We know that the living wage is good for employers, reducing absenteeism by 25%, and turnover of contractors falling from 4% to 1%. It is also eminently realistic and achievable, indeed over 100 Local Authorities have a living wage policy already. What is less discussed, however, are the large public health benefits of the living wage.

The public health argument in support of the Living Wage is clear. Professor Kate Pickett calls it “the single best action that I believe local authorities can take to reduce health inequalities”. This is because it will reduce poverty and income inequality and these are very important factors that determine the health and wellbeing of our communities.

Firstly the living wage will reduce poverty. Poverty exposes people to health threats such as poor housing and low quality food. Poverty also causes psychological and social stress, which results in poorer mental and physical wellbeing. Indeed, workers on the living wage report higher levels of mental wellbeing than those below the living wage. Finally, poverty makes it practically and psychologically more difficult to adopt healthy behaviours, resulting in people smoking more, eating less healthily and doing less exercise. Through these mechanisms poverty causes the UK’s shocking levels of health inequalities. For instance women in Tower Hamlets where I work can expect to be healthy for 54.1 years, whereas women in Richmond can expect to be healthy for 72.1 years.
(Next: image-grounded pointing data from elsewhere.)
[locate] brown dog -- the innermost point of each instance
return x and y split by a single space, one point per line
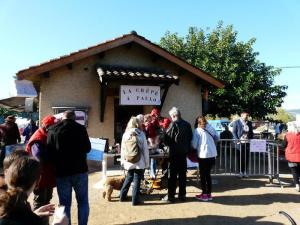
111 184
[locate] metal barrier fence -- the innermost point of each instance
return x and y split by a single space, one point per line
233 155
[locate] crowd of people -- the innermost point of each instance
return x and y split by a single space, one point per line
55 156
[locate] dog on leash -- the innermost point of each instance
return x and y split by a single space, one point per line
111 184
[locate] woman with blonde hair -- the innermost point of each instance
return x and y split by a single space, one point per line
134 158
204 139
21 178
291 143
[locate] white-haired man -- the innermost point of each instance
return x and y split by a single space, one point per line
178 137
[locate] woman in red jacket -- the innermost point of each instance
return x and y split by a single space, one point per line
292 150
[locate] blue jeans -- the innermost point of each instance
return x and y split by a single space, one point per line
136 176
153 165
79 183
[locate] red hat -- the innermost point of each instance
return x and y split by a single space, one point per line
155 112
165 123
48 121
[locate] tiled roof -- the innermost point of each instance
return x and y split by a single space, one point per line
109 72
123 40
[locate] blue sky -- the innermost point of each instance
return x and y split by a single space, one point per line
35 31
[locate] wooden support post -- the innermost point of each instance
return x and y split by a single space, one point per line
103 96
163 98
205 100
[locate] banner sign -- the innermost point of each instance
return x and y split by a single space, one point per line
258 145
81 117
139 95
98 147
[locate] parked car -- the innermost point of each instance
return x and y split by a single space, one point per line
219 125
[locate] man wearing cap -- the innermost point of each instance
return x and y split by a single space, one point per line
36 146
242 133
10 135
69 142
178 137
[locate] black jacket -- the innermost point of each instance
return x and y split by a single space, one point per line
178 137
23 217
68 143
238 129
11 134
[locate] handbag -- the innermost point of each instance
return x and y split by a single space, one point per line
193 155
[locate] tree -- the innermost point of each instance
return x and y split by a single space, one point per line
249 83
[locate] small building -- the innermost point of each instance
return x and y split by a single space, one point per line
114 80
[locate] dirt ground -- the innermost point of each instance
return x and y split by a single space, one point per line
236 201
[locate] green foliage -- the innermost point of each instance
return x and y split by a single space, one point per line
6 112
249 83
282 115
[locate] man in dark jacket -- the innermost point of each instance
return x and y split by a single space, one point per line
68 143
178 137
242 133
10 135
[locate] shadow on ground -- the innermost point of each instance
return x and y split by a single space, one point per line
208 220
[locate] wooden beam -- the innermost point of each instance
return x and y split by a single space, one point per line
163 98
101 55
70 66
46 74
205 100
103 87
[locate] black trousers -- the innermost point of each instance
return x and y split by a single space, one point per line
244 156
42 196
205 166
296 173
2 156
177 168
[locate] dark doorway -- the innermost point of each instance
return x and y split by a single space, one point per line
122 116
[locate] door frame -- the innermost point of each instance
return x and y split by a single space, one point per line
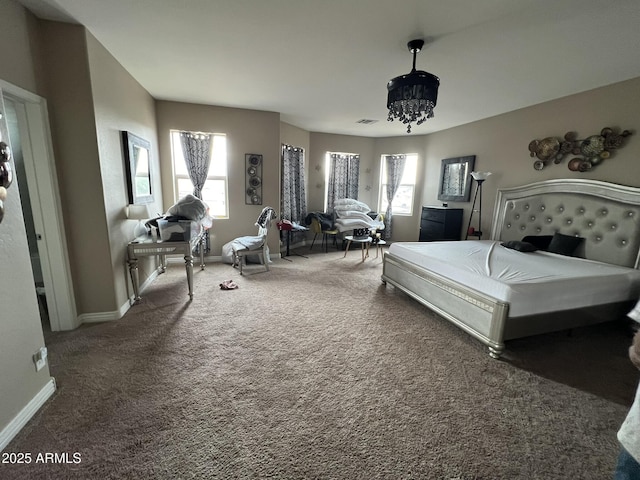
44 193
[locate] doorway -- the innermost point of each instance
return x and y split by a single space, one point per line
30 137
11 118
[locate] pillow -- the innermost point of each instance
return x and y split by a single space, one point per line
344 204
190 207
564 244
540 241
520 246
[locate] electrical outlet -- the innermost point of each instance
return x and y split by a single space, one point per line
40 358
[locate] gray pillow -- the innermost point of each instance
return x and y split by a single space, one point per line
190 207
540 241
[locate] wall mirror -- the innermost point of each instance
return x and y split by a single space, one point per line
455 179
137 155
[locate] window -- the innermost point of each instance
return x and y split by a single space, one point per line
214 192
403 201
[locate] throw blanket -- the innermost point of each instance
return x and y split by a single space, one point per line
265 217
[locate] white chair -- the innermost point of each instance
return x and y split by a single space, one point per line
254 245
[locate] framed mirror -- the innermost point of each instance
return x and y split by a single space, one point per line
455 179
137 156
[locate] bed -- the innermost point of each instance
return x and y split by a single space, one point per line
498 294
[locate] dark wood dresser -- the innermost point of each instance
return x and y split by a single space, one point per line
440 223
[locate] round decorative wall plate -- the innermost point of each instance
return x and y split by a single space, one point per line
254 182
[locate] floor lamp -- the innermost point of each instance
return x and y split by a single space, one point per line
479 177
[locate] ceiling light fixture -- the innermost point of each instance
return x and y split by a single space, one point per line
412 97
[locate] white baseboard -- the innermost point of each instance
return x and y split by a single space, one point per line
19 421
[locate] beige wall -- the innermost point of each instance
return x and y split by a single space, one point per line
20 328
247 131
321 143
73 127
501 143
120 104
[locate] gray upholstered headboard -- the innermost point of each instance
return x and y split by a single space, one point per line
606 215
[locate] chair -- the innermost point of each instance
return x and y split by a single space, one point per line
254 245
316 228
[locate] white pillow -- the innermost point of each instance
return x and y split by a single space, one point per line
346 204
190 207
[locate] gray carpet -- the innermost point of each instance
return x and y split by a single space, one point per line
315 370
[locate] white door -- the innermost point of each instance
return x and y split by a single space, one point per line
35 144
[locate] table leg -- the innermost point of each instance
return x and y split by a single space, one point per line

Secondly, the living wage will reduce income inequality. Income inequality is one of the most toxic social determinants of health. Income inequality harms people on low incomes because it intensifies their feeling of low social status. Biologists and epidemiologists have shown how this results in high levels of stress, which increases cardiovascular disease and mental illness.

Most interesting of all, income inequality harms not only the health of those on low incomes, but also the health of the whole population, including the rich. Studies again and again confirm that countries that are more equal are healthier. This is partly because there is less social stress in equal societies but also because equal societies make a whole series of better collective decisions. Being healthy requires collective decisions on provision of healthcare, on acceptable levels of air pollution, on provision of green parks and good cycle lanes. People can only be healthy if we all decided to be healthy together, and that only happens in equal societies. By moving towards a more equal society research has shown that we can expect health gains from lower cardiovascular disease, obesity, drug dependency, mental illness, suicides and homicides, childhood wellbeing and infant mortality.

In summary, public bodies paying the living wage will not solve health inequalities. However it is a simple and achievable step towards equality. There will be large health benefits through reducing poverty and income inequality, enabling people to live healthier, less stressful lives, and enabling us all to make healthier collective decisions.